66th Belarusian Mathematical Olympiad

Let the segment $XY$ meet the segments $AB$ and $CD$ at $F$ and $G$, respectively. Since $AX\parallel DC$ and $DC\parallel YB$, the triangles $AXF$ and $BYF$ are similar. Therefore we have $AF/FB=AX/YB$. In the same way we conclude that $DG/GC=DY/XC$.



Suppose that the lines $AD$ and $BC$ are parallel. Then the triangles $BEC$ and $AED$ are similar, so that $EB/AE=EC/DE$. Hence, $$\frac{AF}{FB}=\frac{AX}{YB}=\frac{EC}{DE}=\frac{EB}{AE}=\frac{DY}{XC}=\frac{DG}{GC}.$$ By Thales' theorem, $FG\parallel AD$. Thus, we prove that the lines $AD$, $BC$, and $XY$ are pairwise parallel.

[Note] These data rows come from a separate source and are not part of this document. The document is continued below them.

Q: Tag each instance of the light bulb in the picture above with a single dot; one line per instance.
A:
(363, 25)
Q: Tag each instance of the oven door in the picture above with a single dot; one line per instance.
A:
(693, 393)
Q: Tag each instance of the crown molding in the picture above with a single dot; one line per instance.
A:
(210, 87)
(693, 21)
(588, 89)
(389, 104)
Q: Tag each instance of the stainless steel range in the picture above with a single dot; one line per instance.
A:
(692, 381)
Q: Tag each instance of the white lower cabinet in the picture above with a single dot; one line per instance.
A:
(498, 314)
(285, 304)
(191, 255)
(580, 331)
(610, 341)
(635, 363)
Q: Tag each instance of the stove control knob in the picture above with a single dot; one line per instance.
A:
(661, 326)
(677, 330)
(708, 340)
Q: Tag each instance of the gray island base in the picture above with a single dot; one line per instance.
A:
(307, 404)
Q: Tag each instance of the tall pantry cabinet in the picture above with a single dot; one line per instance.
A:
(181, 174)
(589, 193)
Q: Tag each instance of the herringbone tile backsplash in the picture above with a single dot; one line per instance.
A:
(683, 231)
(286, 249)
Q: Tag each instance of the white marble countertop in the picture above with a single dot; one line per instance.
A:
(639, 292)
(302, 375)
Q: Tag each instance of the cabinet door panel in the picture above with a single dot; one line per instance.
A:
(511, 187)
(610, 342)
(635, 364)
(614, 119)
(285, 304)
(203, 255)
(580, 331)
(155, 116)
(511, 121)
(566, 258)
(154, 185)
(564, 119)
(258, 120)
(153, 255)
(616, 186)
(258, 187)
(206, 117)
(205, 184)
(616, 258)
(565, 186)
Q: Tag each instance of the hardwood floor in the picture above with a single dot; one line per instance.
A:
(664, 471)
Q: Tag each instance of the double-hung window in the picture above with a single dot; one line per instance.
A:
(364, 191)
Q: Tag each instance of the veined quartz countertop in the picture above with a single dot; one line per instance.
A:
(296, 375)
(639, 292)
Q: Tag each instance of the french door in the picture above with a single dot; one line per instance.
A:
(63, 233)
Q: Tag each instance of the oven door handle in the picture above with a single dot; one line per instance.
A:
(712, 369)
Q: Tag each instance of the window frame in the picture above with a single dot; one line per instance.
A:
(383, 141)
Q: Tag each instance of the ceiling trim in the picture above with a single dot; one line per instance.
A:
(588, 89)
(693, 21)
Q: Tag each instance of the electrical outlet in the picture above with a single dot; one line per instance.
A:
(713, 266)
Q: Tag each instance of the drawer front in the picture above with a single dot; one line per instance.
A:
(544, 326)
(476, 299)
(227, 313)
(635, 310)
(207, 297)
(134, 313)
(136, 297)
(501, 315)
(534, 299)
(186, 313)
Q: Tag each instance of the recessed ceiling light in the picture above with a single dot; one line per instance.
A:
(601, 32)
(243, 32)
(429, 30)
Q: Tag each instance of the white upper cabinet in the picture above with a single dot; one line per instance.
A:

Further, let $AD$ and $CB$ intersect; let $Z$ be their intersection point (without loss of generality, let $Z$ be the intersection point of the rays $AD$ and $CB$). Let the line $ZY$ meet the segment $AB$ at $F^{\prime }$. Show that $A{F}^{\prime }/F^{\prime }B=AF/FB$, which yields that the points $F^{\prime }$ and $F$ coincide, i.e., the lines $AD$, $BC$, $XY$ are concurrent, as required. Let $H$ be the intersection point of the lines $DY$ and $CB$, and $I$ be the intersection point of the lines $XC$ and $BY$. Then since $DY\parallel AB$, we have $A{F}^{\prime }/F^{\prime }B=DY/YH$. Since $DY\parallel XC$ and $DG\parallel YB$, the quadrilateral $BECI$ is a parallelogram, and the triangles $BHY$ and $BCI$ are similar. Therefore $$\frac{A{F}^{\prime }}{F^{\prime }B}=\frac{DY}{YH}=\frac{CI}{YH}=[\Delta BHY\sim \Delta BCI]=\frac{BI}{YB}=\frac{AX}{YB}=\frac{AF}{FB},$$ as required.